Sfântu Gheorghe (Transylvanie) : des membres de la minorité hongroise protestent contre la destitution de plusieurs hauts fonctionnaires de leur communauté par le gouvernement, le 18 juin 2009. Photo : www.sfantugheorgheinfo.ro

La Roumanie fait la cour à ses Hongrois

Face à la montée d'une demande d'autonomie de la minorité hongroise de Transylvanie, encouragée par les nationalistes à Budapest, les autorités roumaines multiplient les efforts pour s'assurer la fidélité de "ses" Hongrois.

Publié le 26 août 2009 à 10:59
Sfântu Gheorghe (Transylvanie) : des membres de la minorité hongroise protestent contre la destitution de plusieurs hauts fonctionnaires de leur communauté par le gouvernement, le 18 juin 2009. Photo : www.sfantugheorgheinfo.ro

Fin juin, le président roumain Traian Basescu s’est rendu dans la ville de Tîrgu Mures, en Transylvanie, pour une visite stratégique.

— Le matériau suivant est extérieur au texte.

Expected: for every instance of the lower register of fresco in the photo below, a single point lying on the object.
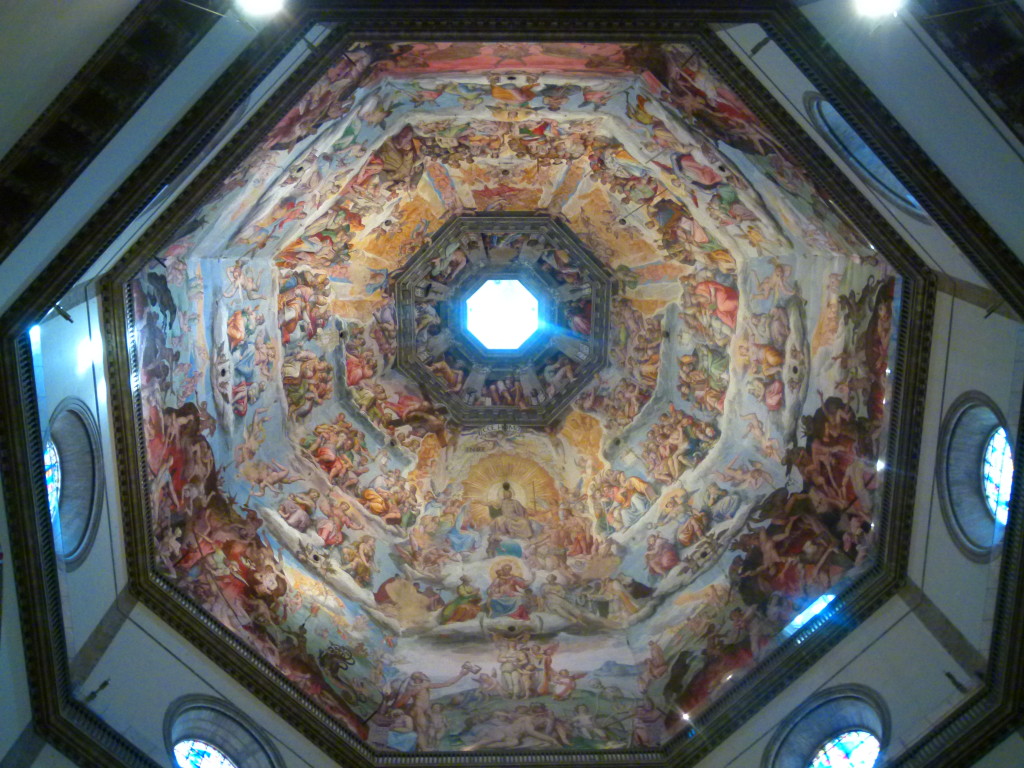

Située en plein cœur des Carpates, cette région centrale de la Roumanie a connu une histoire mouvementée au cours des 150 dernières années. La Transylvanie fut annexée au royaume de Hongrie à la suite du compromis austro-hongrois de 1867. S’ensuivirent des années de politique de magyarisation forcée qui mena à des conflits entre d’autres groupes de population. Après 1918, ce furent les Roumains qui y imposèrent leur domination, entraînant des actes de violence à l’égard de la population hongroise. Des violences qui se sont répétées en 1990, juste après la chute du régime de Ceausescu, à Tîrgu Mures. De nombreux Hongrois durent quitter la ville, après que des manifestations pacifiques pour plus d'autonomie pour leur région s'étaient soldées par des affrontements avec la communauté roumaine, incitée, dit-on ici, par des hommes de la Securitate [la police secrète] encore en service.

Malgré cela, Tîrgu Mures abrite encore la plus importante population magyarophone de Roumanie (70 000 personnes). C’est donc un terrain chargé d’histoire que le président a choisi pour son entrée en scène, lors de laquelle il a dit aux membres de la minorité hongroise : "Je vous aime tous. Vous tous qui avez dans vos poches des cartes d’identité et des passeports roumains", avant de qualifier la ville d'"exemple type de cohabitation pacifique".

Aux yeux des politiques locaux de la communauté roumaine, le choix du lieu et le contenu du discours faisaient partie d’une action savamment calculée de la part du chef d’Etat roumain. Selon eux, Basescu essaie de s’assurer dès maintenant le soutien de l'Union démocrate des Hongrois de Roumanie en vue des élections présidentielles de cet hiver. De plus, les rapports de force commencent à s’inverser dans la Hongrie voisine. Le parti de droite nationaliste Fidesz, dirigé par Viktor Orbán, progresse et devrait remporter les prochaines élections législatives. On peut également supposer que le parti d’extrême droite Jobbik participera au pouvoir législatif à Budapest. Les deux partis évoquent dans leur rhétorique la grande Hongrie oubliée. Orbán a également fait campagne en Transylvanie. C’est cette influence que Basescu veut désormais contrer avec sa "déclaration d’amour relative" aux Hongrois roumains. Mais la condition pour être "aimé" par le chef de l’Etat est de jurer loyauté à l’Etat roumain.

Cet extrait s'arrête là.